I respectfully dissent. [What a fucking lie — his entire dissent is incredibly disrespectful.]
Again, not only does the Fourteenth Amendment of the U.S. Constitution prohibit outlawing same-sex marriage because one finds it to be against the crap that is in the Bible (we’re not actually a fucking theocracy) or icky or whatever — rights can be denied only if actual harm can be demonstrated by the exercise of those rights (in which case they’re no longer actually rights, really), and the haters repeatedly have been unable in the courts of law to demonstrate any actual harm caused by same-sex marriage — but the preamble to the Constitution sets the tone and the intent of the entire document, methinks. And again, the preamble is this:
We the People of the United States, in Order to form a more perfect Union, establish Justice, insure domestic Tranquility, provide for the common defence, promote the general Welfare, and secure the Blessings of Liberty to ourselves and our Posterity, do ordain and establish this Constitution for the United States of America.
Key words there include “establish Justice,” “promote the general Welfare,” and “secure the Blessings of Liberty to ourselves and Posterity.” (Mention of concern for “Posterity” seems to indicate that the authors of the Constitution did have an eye to the future, that they didn’t intend for the Constitution to be Frozen In Time.) And, of course, “a more perfect Union” means that you continue to improve — not that you advocate that the U.S. remain stuck where it was at its founding.

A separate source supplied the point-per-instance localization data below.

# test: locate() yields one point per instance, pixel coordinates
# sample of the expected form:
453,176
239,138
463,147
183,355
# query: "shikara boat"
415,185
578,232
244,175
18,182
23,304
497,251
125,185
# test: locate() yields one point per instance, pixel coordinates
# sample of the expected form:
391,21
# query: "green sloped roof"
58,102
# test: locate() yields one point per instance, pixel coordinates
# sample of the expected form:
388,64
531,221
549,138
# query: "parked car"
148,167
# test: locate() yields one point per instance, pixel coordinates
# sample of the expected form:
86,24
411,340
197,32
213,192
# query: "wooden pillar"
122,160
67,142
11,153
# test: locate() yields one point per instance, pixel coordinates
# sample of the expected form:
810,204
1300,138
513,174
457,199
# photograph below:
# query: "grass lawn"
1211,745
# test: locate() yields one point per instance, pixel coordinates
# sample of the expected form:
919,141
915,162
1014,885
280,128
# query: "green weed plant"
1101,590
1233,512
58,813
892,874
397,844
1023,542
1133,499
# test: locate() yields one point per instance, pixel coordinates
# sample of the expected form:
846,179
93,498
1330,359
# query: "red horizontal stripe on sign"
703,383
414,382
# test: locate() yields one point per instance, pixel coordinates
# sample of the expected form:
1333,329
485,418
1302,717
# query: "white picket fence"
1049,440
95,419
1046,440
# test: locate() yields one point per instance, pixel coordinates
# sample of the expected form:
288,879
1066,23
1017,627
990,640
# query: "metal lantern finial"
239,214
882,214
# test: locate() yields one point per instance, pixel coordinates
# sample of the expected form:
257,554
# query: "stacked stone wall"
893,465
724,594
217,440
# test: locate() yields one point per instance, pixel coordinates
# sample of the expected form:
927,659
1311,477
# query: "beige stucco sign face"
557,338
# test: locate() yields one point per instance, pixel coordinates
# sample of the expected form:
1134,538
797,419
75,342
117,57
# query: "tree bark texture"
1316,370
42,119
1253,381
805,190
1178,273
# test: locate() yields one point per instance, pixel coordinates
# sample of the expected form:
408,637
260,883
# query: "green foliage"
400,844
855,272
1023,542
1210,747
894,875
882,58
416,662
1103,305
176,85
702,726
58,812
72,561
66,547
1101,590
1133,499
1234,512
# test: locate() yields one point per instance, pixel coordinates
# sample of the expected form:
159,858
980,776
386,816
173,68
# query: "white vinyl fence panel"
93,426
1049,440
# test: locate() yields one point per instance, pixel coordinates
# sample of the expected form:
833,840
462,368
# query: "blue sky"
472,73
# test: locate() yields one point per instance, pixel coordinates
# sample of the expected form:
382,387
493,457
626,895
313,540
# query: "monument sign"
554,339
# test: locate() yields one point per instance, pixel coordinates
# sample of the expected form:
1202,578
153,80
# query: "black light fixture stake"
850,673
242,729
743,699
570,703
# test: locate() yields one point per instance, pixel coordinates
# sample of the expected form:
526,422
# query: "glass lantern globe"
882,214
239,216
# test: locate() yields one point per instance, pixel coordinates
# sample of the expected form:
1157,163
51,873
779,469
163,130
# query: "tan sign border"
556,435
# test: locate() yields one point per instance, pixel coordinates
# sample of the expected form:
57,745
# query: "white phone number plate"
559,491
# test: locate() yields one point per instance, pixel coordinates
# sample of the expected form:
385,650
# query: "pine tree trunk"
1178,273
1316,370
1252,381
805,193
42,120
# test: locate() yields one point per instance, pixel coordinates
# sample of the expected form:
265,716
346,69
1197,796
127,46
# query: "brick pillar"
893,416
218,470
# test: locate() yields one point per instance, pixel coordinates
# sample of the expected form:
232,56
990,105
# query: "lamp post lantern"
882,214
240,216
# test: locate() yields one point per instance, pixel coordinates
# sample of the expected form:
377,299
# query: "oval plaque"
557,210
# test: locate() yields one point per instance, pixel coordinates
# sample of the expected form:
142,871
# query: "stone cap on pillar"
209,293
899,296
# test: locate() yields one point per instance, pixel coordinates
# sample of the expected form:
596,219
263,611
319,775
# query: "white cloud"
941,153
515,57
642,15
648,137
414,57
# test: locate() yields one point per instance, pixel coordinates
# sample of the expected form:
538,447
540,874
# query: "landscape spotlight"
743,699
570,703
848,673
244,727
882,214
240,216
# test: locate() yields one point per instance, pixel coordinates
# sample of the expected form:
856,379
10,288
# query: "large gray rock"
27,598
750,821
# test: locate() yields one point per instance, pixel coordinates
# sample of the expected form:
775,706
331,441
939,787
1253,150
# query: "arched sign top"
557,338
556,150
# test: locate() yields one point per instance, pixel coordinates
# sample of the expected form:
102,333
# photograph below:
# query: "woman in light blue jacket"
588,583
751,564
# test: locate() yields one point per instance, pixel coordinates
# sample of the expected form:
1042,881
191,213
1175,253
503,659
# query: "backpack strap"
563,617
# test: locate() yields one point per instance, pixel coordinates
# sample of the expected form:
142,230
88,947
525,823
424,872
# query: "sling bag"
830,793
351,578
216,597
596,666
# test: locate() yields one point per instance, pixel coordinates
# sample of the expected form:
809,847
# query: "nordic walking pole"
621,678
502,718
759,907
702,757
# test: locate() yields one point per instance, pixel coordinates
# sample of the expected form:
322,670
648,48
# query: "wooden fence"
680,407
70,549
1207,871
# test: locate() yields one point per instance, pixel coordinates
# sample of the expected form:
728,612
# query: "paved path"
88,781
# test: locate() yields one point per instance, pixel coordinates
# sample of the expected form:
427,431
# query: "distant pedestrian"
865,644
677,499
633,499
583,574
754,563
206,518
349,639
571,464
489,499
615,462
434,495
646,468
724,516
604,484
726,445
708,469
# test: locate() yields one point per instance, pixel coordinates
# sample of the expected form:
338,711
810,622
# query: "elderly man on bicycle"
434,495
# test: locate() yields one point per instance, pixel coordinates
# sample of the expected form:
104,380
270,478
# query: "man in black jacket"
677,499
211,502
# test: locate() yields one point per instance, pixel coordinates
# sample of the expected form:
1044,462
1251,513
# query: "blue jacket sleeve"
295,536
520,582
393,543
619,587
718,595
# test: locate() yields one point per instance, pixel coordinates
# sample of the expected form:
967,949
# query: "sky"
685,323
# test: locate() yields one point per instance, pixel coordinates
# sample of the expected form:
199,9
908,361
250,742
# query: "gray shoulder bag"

The wingnuts on the U.S. Supreme Court and those who love them claim that the U.S. Constitution says nothing about expanding freedom and justice for all, yet isn’t it there in the opening of the Constitution? Doesn’t the idea and the ideal of continual progress actually foreshadow the entire fucking document? And where does the Constitution say that only heterosexual, white, conservative, “Christian” men are to have equal human and civil rights, while the rest of us are to grovel at their feet for our equal human and civil rights, as Roberts very apparently believes?